Overview

When we interact with a web server today, we have to assume that the server is trustworthy. If it is a web server with a certain privacy policy, we have to assume that the administrators really do adhere to the privacy policy. If it is a server that performs certain computations for us, we have to assume that they are correctly performed. Although the administrators may make promises, there is no way for a client to be sure that the promises are kept.

This project aims to leverage security primitives that are built into modern hardware, in order to allow a server to provide cryptographic evidence that its computations are done according to a stated policy. The policy can include privacy guarantees (saying, for example, that the clients data is handled in a certain way, and not disclosed to other parties), and also integrity guarantees (saying that the results of the computation are correct, according to some criterion).

Examples.
  1. Anonymised search. Today, you can use Scroogle, a Google scraper, to perform anonymous search on Google. Scroogle promises not to retain the search term and your IP address. But they cannot give any evidence that they keep that promise. Your job is to design the architecture that would enable Scroogle to give such evidence.

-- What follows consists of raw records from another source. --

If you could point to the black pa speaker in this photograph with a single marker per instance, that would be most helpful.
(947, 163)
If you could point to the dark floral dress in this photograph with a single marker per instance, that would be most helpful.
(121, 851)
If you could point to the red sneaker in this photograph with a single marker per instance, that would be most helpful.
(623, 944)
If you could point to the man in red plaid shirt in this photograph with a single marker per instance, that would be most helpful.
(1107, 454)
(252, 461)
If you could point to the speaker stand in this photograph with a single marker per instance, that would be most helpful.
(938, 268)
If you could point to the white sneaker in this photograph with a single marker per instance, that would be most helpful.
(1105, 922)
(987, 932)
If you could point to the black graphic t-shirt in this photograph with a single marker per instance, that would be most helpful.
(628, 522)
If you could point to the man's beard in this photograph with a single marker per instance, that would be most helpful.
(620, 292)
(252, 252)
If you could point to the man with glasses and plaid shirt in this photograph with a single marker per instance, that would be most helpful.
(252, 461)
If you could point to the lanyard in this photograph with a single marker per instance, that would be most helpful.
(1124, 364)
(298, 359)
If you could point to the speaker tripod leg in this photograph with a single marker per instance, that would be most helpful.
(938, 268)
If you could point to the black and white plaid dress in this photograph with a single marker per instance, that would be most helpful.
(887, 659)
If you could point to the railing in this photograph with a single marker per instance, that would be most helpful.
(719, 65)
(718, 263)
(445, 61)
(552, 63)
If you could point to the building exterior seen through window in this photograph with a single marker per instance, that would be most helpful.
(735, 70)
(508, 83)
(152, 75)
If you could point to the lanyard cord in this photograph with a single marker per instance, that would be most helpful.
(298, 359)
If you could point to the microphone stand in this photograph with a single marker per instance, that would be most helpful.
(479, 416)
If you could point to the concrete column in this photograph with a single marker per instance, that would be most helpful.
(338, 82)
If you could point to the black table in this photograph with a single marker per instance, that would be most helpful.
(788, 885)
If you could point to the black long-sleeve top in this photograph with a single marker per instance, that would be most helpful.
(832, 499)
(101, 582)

  2. The digital envelope. When Alice goes on a risky expedition, she wants to leave the combination code of her safe in a envelope for her friend Bob, so that he could access important documents if the worst should happen. If she comes back unharmed, she wants to retrieve that envelope and know that he didn't open it. The tamper-evident feature of an envelope is useful for her purpose. How could this property of an envelope be reproduced by a server?

Aims

  1. To understand developments in hardware-based security, and how they could be leveraged for server-side guarantees.
  2. To design an architecture based on the Flicker framework, to enable server-side guarantees of correctness.

Project details

The project involves designing an architecture that can achieve the required guarantees, for one of the examples above.

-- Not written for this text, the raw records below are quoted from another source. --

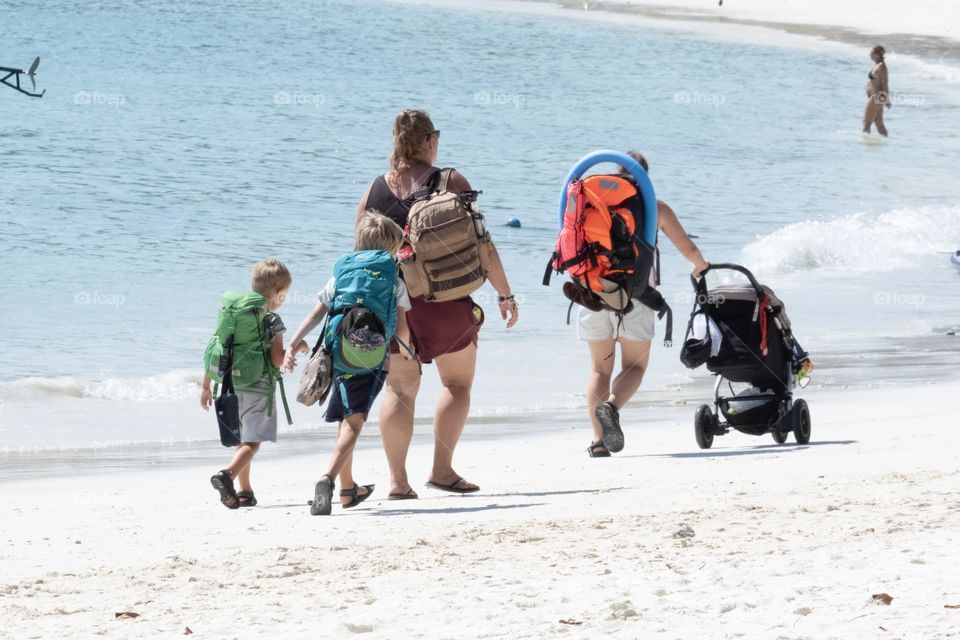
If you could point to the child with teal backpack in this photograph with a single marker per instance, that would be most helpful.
(244, 355)
(365, 304)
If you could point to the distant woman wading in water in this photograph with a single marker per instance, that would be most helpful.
(878, 92)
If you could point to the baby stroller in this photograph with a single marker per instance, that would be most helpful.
(743, 335)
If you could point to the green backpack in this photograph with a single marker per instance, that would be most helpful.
(238, 354)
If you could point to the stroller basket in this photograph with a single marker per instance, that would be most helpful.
(750, 407)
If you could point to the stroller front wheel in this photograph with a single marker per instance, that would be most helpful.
(703, 426)
(801, 422)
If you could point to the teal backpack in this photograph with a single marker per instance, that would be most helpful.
(363, 312)
(238, 354)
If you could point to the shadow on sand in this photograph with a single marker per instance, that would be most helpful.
(759, 450)
(448, 510)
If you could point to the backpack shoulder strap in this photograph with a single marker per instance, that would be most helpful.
(442, 178)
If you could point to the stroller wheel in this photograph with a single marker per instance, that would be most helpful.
(703, 426)
(801, 422)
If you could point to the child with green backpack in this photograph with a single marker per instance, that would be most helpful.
(365, 304)
(244, 355)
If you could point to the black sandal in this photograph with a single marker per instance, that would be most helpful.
(247, 499)
(322, 497)
(355, 494)
(598, 450)
(223, 483)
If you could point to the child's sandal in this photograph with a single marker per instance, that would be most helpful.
(223, 483)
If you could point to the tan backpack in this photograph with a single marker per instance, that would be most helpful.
(451, 246)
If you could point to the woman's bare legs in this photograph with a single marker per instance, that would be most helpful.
(634, 357)
(602, 359)
(456, 374)
(396, 418)
(240, 465)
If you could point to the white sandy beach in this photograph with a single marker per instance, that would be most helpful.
(789, 541)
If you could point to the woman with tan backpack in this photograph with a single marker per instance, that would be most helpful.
(451, 255)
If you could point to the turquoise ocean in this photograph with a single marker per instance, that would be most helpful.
(180, 142)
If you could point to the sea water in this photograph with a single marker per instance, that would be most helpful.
(180, 142)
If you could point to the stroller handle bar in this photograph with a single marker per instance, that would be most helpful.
(701, 282)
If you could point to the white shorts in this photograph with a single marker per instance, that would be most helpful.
(638, 325)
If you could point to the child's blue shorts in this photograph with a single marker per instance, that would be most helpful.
(353, 394)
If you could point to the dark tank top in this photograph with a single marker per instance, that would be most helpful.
(383, 200)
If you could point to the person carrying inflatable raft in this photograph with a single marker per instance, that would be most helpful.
(607, 244)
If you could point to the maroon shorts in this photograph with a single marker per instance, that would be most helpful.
(439, 328)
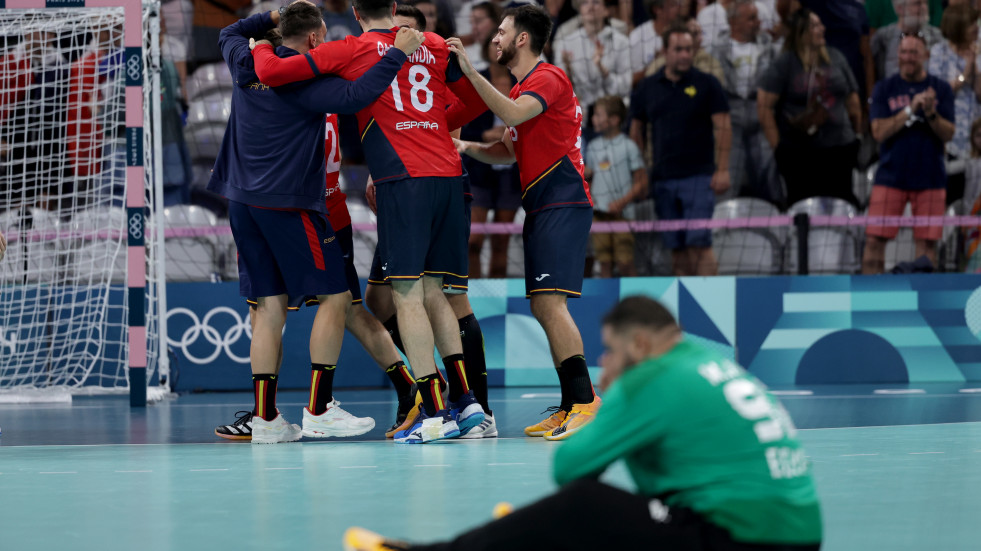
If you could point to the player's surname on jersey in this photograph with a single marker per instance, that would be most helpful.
(421, 55)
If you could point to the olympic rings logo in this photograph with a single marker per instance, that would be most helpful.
(202, 327)
(134, 67)
(136, 225)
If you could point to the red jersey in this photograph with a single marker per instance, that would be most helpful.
(404, 132)
(337, 212)
(548, 148)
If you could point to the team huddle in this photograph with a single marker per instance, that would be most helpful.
(409, 91)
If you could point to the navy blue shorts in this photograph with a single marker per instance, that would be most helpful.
(503, 194)
(287, 252)
(421, 229)
(555, 250)
(689, 198)
(345, 238)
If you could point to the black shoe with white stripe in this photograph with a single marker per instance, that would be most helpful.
(241, 429)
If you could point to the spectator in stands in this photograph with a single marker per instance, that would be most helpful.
(955, 61)
(847, 30)
(704, 61)
(809, 110)
(885, 12)
(210, 17)
(685, 113)
(616, 175)
(745, 54)
(912, 114)
(596, 57)
(714, 20)
(913, 19)
(645, 39)
(340, 20)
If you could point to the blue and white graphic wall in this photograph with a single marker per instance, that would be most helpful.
(786, 330)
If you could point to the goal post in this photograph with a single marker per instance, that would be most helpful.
(82, 289)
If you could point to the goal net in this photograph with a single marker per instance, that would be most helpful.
(79, 305)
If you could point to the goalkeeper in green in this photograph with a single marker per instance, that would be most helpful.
(714, 456)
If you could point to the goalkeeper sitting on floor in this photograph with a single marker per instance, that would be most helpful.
(714, 456)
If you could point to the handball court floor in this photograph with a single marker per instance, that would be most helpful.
(897, 467)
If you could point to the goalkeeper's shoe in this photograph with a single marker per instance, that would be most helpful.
(467, 413)
(580, 416)
(407, 411)
(553, 421)
(359, 539)
(241, 429)
(275, 431)
(429, 429)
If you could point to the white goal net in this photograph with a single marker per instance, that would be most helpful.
(75, 174)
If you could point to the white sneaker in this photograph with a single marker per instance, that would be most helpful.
(275, 431)
(334, 422)
(486, 429)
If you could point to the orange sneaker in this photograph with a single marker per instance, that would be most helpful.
(580, 416)
(551, 422)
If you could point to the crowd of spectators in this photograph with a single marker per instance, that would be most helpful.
(797, 79)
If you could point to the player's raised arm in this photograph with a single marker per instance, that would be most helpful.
(336, 95)
(234, 41)
(512, 112)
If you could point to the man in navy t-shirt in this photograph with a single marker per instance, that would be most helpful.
(912, 117)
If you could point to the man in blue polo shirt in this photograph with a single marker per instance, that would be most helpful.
(686, 114)
(912, 116)
(271, 168)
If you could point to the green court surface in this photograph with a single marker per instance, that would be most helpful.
(895, 487)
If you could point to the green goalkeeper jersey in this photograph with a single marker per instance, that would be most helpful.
(700, 432)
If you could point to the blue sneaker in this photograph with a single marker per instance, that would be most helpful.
(429, 429)
(467, 412)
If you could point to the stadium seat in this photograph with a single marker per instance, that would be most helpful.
(209, 79)
(191, 258)
(951, 243)
(831, 250)
(748, 251)
(99, 258)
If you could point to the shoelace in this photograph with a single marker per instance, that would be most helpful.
(242, 417)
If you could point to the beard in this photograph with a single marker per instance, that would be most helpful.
(508, 54)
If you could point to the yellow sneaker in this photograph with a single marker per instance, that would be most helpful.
(406, 421)
(578, 418)
(359, 539)
(551, 422)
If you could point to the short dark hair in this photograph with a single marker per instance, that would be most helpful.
(614, 107)
(679, 26)
(408, 10)
(298, 19)
(534, 21)
(373, 9)
(639, 311)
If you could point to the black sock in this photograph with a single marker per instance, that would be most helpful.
(456, 374)
(264, 387)
(578, 389)
(473, 353)
(392, 325)
(398, 373)
(432, 398)
(321, 387)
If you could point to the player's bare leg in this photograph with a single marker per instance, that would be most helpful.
(565, 343)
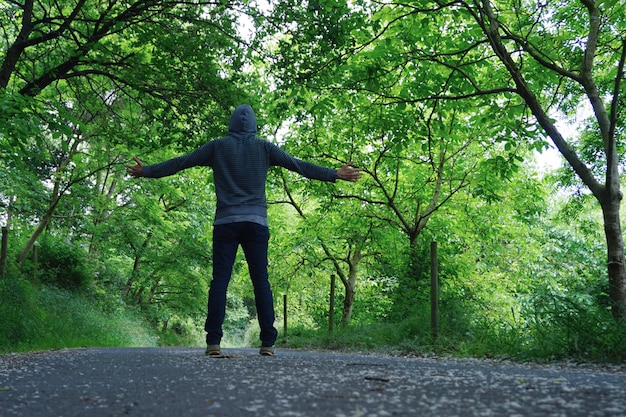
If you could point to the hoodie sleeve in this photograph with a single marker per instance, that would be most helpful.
(278, 157)
(200, 157)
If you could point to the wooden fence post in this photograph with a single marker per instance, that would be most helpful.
(434, 291)
(3, 251)
(285, 317)
(331, 312)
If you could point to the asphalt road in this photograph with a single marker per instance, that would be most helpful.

The hardware primitives that can be used to provide those guarantees are:

  • Intel's Trusted Execution Technology (TXT), present in many of its new processors. It can be used to ensure that given code is really being executed on the processor.
  • AMD's Secure Virtual Machine extensions (SVM), which has similar features to Intel's TXT.
  • The Trusted Platform Module (TPM), a module present in many laptops. It provides secure storage of data and management of keys, as well as measurement and reporting of platform state.
A framework called Flicker has been developed, which uses the processor's secure execution extensions and the TPM to provide guarantees to a remote party that given software has produced given results.

References

Jonathan M. McCune, Bryan Parno, Adrian Perrig, Michael K. Reiter, and Hiroshi Isozaki. Flicker: An Execution Infrastructure for TCB Minimization.  The European Conference on Computer Systems (EuroSys), April 2008. ( PDF, BIB )

That paper also has references to material about Intel's TXT, AMD's SVM, and the TPM.

Mark Ryan. The Trusted Platform Module.